Wrong result with bitwise inclusive OR

Question

I can't figure out why does inclusive OR return wrong result.

char arr[] = { 0x0a, 0xc0 };
uint16_t n{};

n = arr[0]; // I get 0x000a here.
n = n << 8; // Shift to the left and get 0x0a00 here.
n = n | arr[1]; // But now the n value is 0xffc0 instead of 0x0ac0.

What is the mistake in this example? Console app, MVS Community 2017.

Answer 1

The unintended 0xff is caused by sign bit extension of 0xc0.

0xc0 = 0b11000000

Hence, the uppermost bit is set which means sign for char (as signed char).

Please, note that all arithmetic and bitwise operations in C++ work with at least int (or unsigned int).
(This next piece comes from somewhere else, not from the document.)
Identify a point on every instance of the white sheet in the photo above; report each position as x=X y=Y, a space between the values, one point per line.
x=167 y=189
Smaller types are promoted before and clipped afterwards.

Please, note also that char may be signed or unsigned. That's compiler implementation dependent. Obviously, it's signed in the case of OP. To prevent the unintended sign extension, the argument has to become unsigned (early enough).

Demonstration:

#include <iostream>

int main()
{
  char arr[] = { '\x0a', '\xc0' };
  uint16_t n{};

  n = arr[0]; // I get 0x000a here.
  n = n << 8; // Shift to the left and get 0x0a00 here.
  n = n | arr[1]; // But now the n value is 0xffc0 instead of 0x0ac0.
  std::cout << std::hex << "n (wrong): " << n << std::endl;
  n = arr[0]; // I get 0x000a here.
  n = n << 8; // Shift to the left and get 0x0a00 here.
  n = n | (unsigned char)arr[1]; // (unsigned char) prevents sign extension
  std::cout << std::hex << "n (right): " << n << std::endl;
  return 0;

}

Session:

g++ -std=c++11 -O2 -Wall -pthread main.cpp && ./a.out
n (wrong): ffc0
n (right): ac0

Life demo on coliru

Note:

I had to change
char arr[] = { 0x0a, 0xc0 };
to
char arr[] = { '\x0a', '\xc0' };
to come around serious compiler complaints. I guess, these complaints where strongly related to this issue.